Son haftanın ortalarında Mersin, Mezitli tarafına geri döndük. Orada da iki gün kaldım. Okuldan iki arkadaşımı gördüm, Mersinli olduklarını biliyordum.

Bu iki günün ardından da Alanya'ya gittim otobüsle. Orada da okuldan, çok sevdiğim bir arkadaşım var. Sağolsun, beni evinde misafir etti, yedirip içirdi, gezdirdi üç gün boyunca. Alanya cehennem ateşi gibi, sıcaktan kavrulduk. Her yer İngiliz, Alman ve Rus turist kaynıyordu. Orada Damlataş Mağarası'nı, İskele'yi gördüm. Şehir merkezinde gezdik. Arkadaşım benim yüzümden Antalya'ya daha geç gitti. Kalbi tertemiz, dost canlısı, dünya tatlısı arkadaşım... Yaptıklarınız için, en önemlisi beni evinizde misafir ettiğiniz için annene ve sana teşekkür ederim...

Alanya'da üç gün geçirdikten sonra her sene olduğu gibi Bodrum'a gittim. Benden önce giden annem, kardeşim Kerem ve küçük teyzem beni evde "Özgür kızımız!" diyerek karşıladılar. Evet, ilk defa yularımı koparıp tek başıma tatile çıktım. Ama Allah sonumu, komikaze.net e ve şu anda her türlü kötü anlamda kullanılan, bir zamanlar HazırKart'ın maskotu olan "özgür kız" a benzetmesin... Benim gibi, genç olup mınzır bir kardeşe sahip olanlar ne dediğimi iyi anlayacaklardır.

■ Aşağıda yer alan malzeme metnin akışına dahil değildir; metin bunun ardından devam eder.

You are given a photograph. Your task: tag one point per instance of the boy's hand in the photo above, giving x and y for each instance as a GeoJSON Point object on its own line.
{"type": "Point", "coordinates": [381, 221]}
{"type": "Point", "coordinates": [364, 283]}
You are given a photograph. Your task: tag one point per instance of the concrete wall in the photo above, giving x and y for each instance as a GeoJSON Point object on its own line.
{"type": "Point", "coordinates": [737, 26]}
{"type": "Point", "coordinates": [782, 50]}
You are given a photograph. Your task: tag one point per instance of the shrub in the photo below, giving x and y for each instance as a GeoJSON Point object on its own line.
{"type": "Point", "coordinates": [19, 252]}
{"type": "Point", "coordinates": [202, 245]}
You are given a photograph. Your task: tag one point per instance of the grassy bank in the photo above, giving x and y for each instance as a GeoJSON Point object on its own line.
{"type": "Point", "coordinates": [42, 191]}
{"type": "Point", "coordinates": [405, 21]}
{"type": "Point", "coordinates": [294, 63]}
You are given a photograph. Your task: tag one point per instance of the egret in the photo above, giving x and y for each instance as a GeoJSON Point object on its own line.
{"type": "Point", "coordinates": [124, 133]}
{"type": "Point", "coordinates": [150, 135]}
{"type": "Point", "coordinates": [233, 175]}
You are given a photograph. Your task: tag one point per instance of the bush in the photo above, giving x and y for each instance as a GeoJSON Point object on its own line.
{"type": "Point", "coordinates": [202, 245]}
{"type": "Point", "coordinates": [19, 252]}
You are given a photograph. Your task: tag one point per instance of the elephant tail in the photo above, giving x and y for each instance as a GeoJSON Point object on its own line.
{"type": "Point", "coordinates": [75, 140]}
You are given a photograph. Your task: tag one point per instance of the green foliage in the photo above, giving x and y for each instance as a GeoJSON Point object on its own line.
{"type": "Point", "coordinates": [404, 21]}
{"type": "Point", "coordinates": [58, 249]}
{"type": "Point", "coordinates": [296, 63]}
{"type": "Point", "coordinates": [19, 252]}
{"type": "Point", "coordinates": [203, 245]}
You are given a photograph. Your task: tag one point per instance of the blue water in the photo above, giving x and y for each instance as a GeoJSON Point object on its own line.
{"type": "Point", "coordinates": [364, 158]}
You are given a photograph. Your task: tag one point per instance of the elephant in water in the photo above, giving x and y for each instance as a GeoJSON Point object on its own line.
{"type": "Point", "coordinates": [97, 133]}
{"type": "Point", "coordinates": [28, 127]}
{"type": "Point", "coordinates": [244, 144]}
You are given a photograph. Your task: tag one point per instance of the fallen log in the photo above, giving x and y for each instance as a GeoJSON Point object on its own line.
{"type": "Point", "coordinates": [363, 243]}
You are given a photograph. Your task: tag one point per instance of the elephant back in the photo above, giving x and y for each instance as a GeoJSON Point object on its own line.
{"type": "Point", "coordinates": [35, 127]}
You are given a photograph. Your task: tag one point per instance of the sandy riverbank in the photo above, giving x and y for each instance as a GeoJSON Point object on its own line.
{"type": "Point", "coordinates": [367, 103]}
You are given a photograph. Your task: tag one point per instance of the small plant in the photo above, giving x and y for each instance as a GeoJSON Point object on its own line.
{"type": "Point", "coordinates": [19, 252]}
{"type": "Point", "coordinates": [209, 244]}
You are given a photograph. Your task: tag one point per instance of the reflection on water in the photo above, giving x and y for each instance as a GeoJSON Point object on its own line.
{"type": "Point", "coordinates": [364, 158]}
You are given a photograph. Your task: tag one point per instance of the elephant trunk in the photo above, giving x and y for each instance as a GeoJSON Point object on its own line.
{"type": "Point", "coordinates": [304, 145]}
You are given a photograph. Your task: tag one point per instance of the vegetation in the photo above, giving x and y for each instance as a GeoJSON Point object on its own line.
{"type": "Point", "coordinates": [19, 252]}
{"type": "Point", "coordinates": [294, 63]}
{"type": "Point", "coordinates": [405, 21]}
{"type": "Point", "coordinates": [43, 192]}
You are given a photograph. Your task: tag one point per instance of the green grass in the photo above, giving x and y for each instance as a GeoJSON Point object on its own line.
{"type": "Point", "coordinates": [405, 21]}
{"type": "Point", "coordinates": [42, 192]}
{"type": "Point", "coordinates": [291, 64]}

Bodrum'da dolu dolu iki hafta geçirdim. Her gün deniz ve güneş... En sonunda o kadar yandım ki kardeşim beni "Zenciiiiii" diye çağırıyordu. Bodrum barlarına akmadım geceleri. Zaten oldum olası bar eğlencelerini gürültülü, karmaşalı bulurum. Onun yerine akşamları serin balkonda bir kitap okumaya başladım. Evin bulunduğu, Bağla Koyu'nun tepeleri püfür püfür esiyordu. Alanya'da piştikten sonra burası çoook iyi geldi.

Tekne turuna katıldım. Meğer Bodrum'da görülecek ne çok yer varmış. Meteor Çukuru, Kara Ada ve sıcak su havuzu, çamuru, yine o civarlardaki Akvaryum... Bir hafta da babamlarla kaldık orada. Babamla beraber trekking bile yaptım. Son hedefimiz onunla Aspat'taki dağcık (benim için dağ) ve zirvesindeki Çıfıt Kalesi idi. Ancak trekkingde anladık ki sol ayağım henüz buna hazır değil.

Büyük teyzem ile kuzenim Bodrum'a beklenenden erken geldiler!!! Son iki gün boyunca, Bağla evi tekrar eski günlerine döndü. Herkesin ağzından ayrı laf çıkıyor, kimse kimseyi duymuyor, ya da herkes bireysel takılıyor, topluca denize gidiliyor vs. vs... Kısaca, evde bir karmaşa hüküm sürüyordu. Fakat ben bundan memnundum; sevdiklerim yanımdaydı.

Cumartesi günü İstanbul'a döndük, çekirdek aile olarak. Teyzemler daha Bodrum'dalar. Çok güzel, dolu dolu bir yaz geçirdim. Pek çok deneyimim oldu. En başında, babamla trekking... Bununla beraber, değişik yerler gördüm. İnsanın kendi kendine kalması güzel bir şey aslında. Bazı konuları düşünecek vakte ve zihne sahip oldum. Artık o konulara farklı gözlerle bakıyorum.

Evet, belki dünyayı içine düştüğü savaşlar, patlamalardan kurtaramadım. Haberleri izlerken insanların mutsuzluğuna şahit oldum. İstanbul'a döndüğümde öğrendim ki Rusya ve Gürcistan arasında savaş çıkmış, Türkiye arada kalmış... Memleket yangın yeri... Antalya'da Türkiye'nin ciğereleri yanmış... Ben ise oturmuş size mutlu tatilimden bahsediyorum. Ben de isterdim sihirli değneğim olsun, tüm bu kaostan çıkartayım ülkemizi. Ama yok ki... Yaşanılanları unutmamayı, ders almayı; fakat yarına körü körüne yapışmamayı öğrendim. Biraz içinde bulunduğu anın tadını çıkarmalı insan. Çünkü artık yürürken bile belediyenin kazıp öylece bıraktığı yolda düşüp beyin sarsıntısından ölebiliyor insan. İnsan... Aslında tüm bu kaosun sebebi. Uzun yazdım, biliyorum. Fakat içimde biriktirdiklerimi yazdım. Rahatladım...

NOT: Tatil fotoğraflarını bir atraksiyon yapıp yayınlayacağım yakında. Öyle kuru kuru postlara yazıp yayınlamak yoook!!